An urgent news, a quick mobilization and it began the way most wildlife emergencies in Assam do. The injured elephant that we had been monitoring for few days had wandered out into the nearby village and was spotted near a stream at Panbari, with a huge swollen feet. The team arrived with tranquilizer ready, dart gun loaded, and a plan that was, professionally speaking, entirely sound.
The elephant, however, had its own plan. It walked into the river. And just like that, the most sophisticated tool in the wildlife veterinarian’s kit became useless. Tranquilize an elephant in water and you aren’t treating it. You are just drowning it.The animal that desperately needed help had, by pure instinct, positioned itself in the one place where help was impossible to give. It was totally unbothered by the large crowd of people that had arrived just to have a glimpse of the gentle giant.

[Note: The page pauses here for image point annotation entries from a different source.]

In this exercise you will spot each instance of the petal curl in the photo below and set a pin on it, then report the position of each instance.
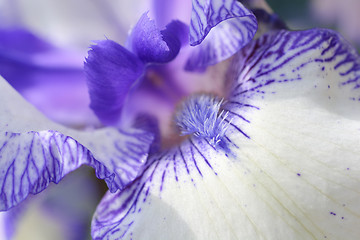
(220, 28)
(111, 71)
(33, 156)
(292, 168)
(152, 45)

So the team did what the textbook doesn’t quite cover. Out came a wooden boat, a bamboo pole and the then Forest Ranger of Panbari volunteered himself to step infront of an injured wild elephant. There is nothing more unpredictable and dangerous in the forest than the mood of an injured wild elephant.
This is the photograph that wildlife management brochures never show you.Three men on a narrow grassy bank between a river and an uncertain jungle, one long pole extended towards a wild injured elephant, a ranger steadying himself in a rocking boat behind them. The veterinarian watching. The river indifferent. The elephant, suspicious. It is not the clean, triumphant image of animals successfully treated and released, but the messy, dangerous, deeply human middle part. Because what else are you going to do? Go home and leave a poor soul to die?
No fame comes from mornings like this one. No headlines, no ceremony. Just a ranger who went out further than he needed to, a veterinarian who stayed longer than was comfortable, and forest staff who risked their life to save a wild animal and called it a usual workday. Somewhere in the forests of Assam, that elephant kept walking. And that, in the end, was the whole point.